Three Sheriff’s Office vehicles, due to age and extensive damage, were totaled.
Kiepke said Claims Associates, the county’s insurer, has estimated the county’s net vehicle losses at $71,395. Kiepke did not have current information on damage to county buildings.
Sheriff Dave Miles recommended junking the department’s damaged 2001 Ford Expedition and putting the $4,475 adjustment toward a replacement. Miles said the Expedition needs $1,500 in transmission work that would have to be done before it could be sold. The county will keep the two other vehicles, but they will not be repaired.

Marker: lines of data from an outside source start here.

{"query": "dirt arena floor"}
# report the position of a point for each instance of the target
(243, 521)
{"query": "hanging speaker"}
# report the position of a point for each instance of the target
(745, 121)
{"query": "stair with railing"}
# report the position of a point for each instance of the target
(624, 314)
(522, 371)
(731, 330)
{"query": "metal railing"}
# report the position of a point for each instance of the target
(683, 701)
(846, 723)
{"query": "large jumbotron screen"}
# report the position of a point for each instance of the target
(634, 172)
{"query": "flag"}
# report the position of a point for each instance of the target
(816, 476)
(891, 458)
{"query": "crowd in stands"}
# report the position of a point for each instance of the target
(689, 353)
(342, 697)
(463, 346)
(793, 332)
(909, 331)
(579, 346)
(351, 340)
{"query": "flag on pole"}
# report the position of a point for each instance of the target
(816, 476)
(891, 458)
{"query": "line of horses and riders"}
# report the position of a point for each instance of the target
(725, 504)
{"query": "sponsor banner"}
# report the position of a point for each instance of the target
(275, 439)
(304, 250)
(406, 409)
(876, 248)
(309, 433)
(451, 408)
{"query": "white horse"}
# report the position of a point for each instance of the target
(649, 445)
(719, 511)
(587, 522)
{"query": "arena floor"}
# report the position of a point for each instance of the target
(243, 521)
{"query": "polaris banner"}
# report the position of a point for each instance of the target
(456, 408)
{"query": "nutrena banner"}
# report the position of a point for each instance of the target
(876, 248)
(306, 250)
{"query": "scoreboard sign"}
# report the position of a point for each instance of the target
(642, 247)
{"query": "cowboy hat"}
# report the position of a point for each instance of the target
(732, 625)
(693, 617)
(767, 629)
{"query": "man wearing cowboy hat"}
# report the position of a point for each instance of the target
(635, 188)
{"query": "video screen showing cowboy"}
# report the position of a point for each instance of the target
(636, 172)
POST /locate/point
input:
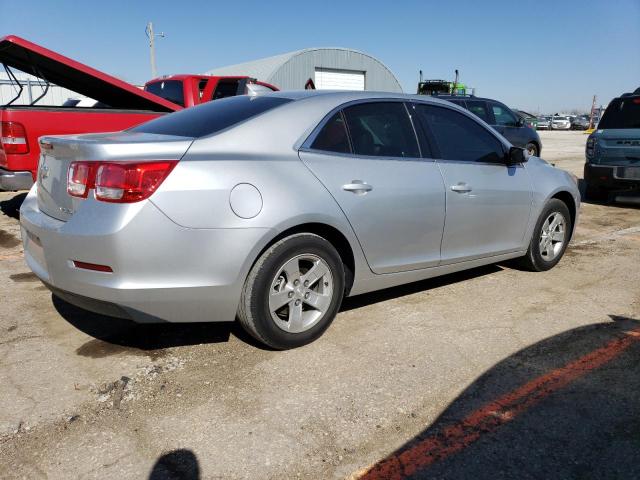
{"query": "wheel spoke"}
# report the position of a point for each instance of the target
(318, 301)
(277, 300)
(295, 316)
(554, 223)
(314, 274)
(292, 270)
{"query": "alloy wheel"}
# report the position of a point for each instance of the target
(300, 293)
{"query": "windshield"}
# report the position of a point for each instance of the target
(622, 113)
(171, 90)
(210, 117)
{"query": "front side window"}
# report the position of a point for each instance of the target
(381, 129)
(503, 115)
(458, 137)
(171, 90)
(479, 109)
(333, 136)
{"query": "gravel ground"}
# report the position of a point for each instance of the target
(85, 396)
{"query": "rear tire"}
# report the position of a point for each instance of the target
(293, 292)
(550, 237)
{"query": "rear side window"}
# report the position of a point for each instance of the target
(479, 109)
(210, 117)
(381, 129)
(622, 113)
(226, 88)
(171, 90)
(333, 136)
(460, 138)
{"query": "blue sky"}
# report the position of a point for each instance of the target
(537, 55)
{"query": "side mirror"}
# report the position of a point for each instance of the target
(516, 155)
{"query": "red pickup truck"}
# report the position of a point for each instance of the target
(120, 105)
(190, 90)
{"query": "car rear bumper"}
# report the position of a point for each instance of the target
(609, 177)
(11, 181)
(162, 272)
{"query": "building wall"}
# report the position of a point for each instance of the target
(295, 73)
(290, 71)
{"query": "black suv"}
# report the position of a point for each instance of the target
(502, 118)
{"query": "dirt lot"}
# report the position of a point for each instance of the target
(492, 373)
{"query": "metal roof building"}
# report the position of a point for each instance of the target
(327, 68)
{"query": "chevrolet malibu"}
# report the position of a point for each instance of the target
(270, 209)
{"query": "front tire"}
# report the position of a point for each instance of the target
(550, 237)
(293, 292)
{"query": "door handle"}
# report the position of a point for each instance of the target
(358, 187)
(461, 188)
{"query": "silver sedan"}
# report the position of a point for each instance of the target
(270, 209)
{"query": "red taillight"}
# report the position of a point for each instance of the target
(14, 138)
(118, 182)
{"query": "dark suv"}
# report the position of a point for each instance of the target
(503, 119)
(613, 150)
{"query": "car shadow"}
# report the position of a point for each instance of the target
(181, 464)
(566, 407)
(11, 207)
(146, 337)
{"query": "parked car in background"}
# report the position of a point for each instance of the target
(388, 189)
(580, 123)
(190, 90)
(530, 120)
(118, 105)
(613, 151)
(500, 117)
(112, 105)
(544, 123)
(560, 123)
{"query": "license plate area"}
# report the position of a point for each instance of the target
(629, 173)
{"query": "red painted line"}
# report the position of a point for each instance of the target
(490, 417)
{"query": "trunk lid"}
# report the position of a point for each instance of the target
(59, 152)
(16, 52)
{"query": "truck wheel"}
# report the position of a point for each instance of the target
(550, 237)
(293, 292)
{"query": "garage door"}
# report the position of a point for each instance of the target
(332, 79)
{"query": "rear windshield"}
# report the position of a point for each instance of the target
(621, 113)
(210, 117)
(171, 90)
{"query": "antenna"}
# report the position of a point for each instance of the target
(152, 47)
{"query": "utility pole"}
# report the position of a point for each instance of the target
(593, 107)
(152, 47)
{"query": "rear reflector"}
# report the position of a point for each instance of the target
(118, 182)
(92, 266)
(78, 179)
(14, 138)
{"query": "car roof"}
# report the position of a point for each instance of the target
(344, 96)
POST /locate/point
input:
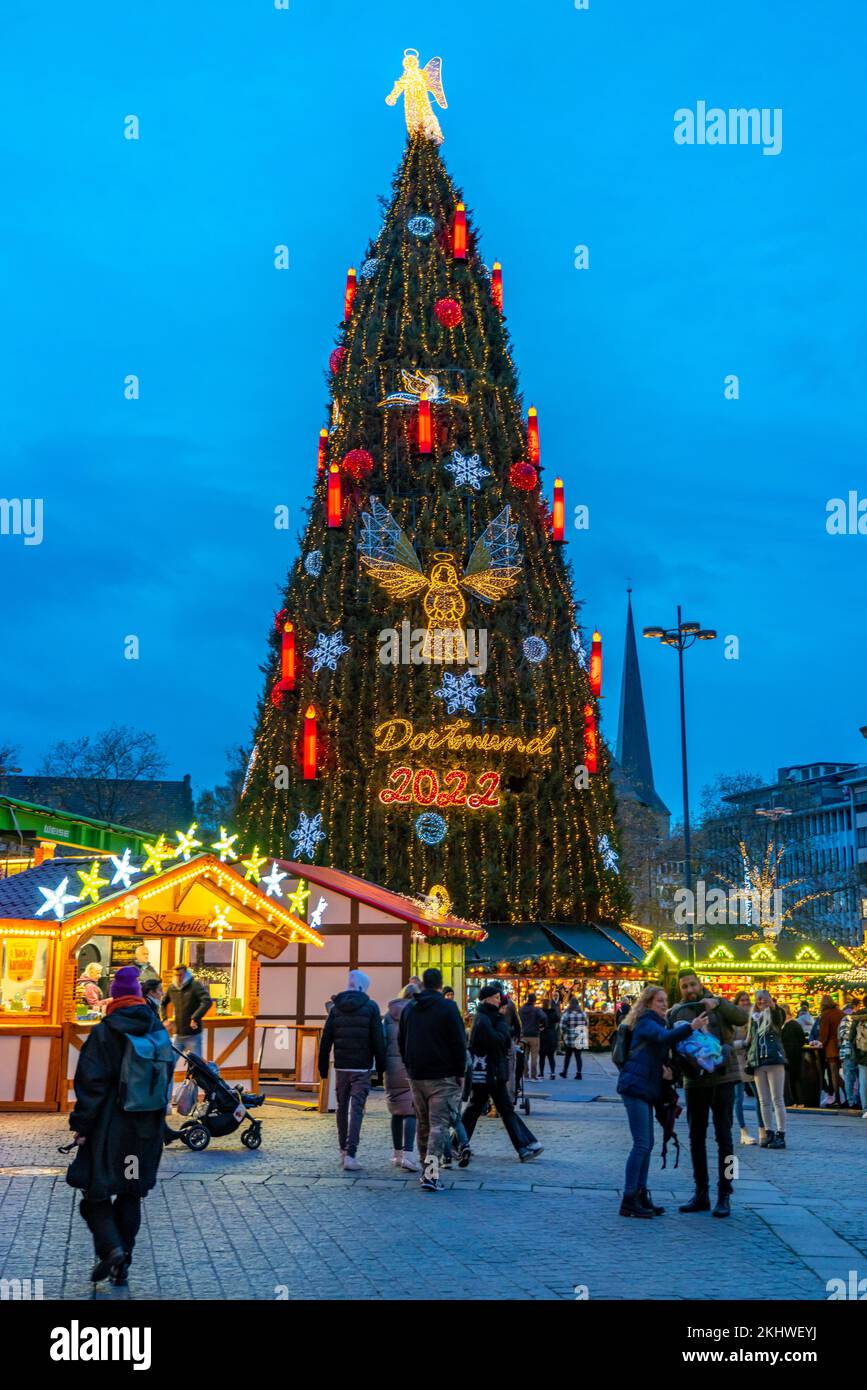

The May 5 hail storm also affected the Central Electric Cooperative Building at 1420 N. Main St. The county has tentatively set Aug. 1 as the closing date for its $575,000 purchase of the building, which will be converted to space for the commissioners and county nurses.
But before that can happen, the commissioners must decide if they want to take an insurance settlement of more than $100,000 for roof damage, or have Central Electric repair all damage before the county takes possession.
Commission Chairman John Claggett directed Maintenance Supervisor Mark Ruml to closely investigate the extent of the damage and to secure roof replacement bids from contractors.
Commissioner Gerald Weiss favors getting the building fixed before the county takes possession.
“I’d hate to take the money and run and leave the building set there all beat up,” he said.
Homeland Security appointments
Commissioners appointed county Emergency Management Director Jim Montgomery and Jail Administrator Don Radel as county representatives to the Region 6 Homeland Security Review Committee. Their job will be to help review and prioritize area requests for homeland security grant funds and pass the requests on to the regional committee.
Counties and cities in Region 6 have until the end of August to submit applications for Homeland Security funds. State Homeland Security Director James Carpenter said Region 6 will have $232,806 available this year.
Region 6 includes the counties of: Davison, Brookings, Kingsbury, Beadle, Sanborn, Miner, Hanson, Hutchinson, Bon Homme and Yankton.
Money can be used for items such as video monitoring systems, computer security and public warning systems.
• Highway Superintendent Rusty Weinberg said Civil Design, a Brookings-based civil engineering firm, has completed its inspection of the county’s bridges and will submit its report later this month. Preliminary reports indicate there are no new major problems, Weinberg said, but several spans will require minor repairs. By law, bridges 20 feet or longer must inspected every other year.
• Weinberg also announced two upcoming closings to County Highway 41: On July 9, Highway 41 will be closed for the day between 395th and 396th avenues; on July 23, the same stretch of road will be closed for the installation of a box culvert. The road will remain closed until September.
• Commissioners noted that the South Dakota Department of Transportation will hold a 7 p.m. July 19 public hearing at the Mitchell Technical Institute Technology Center on the 2013 State Transportation Improvement Program. The meeting seeks public input on upcoming highway projects.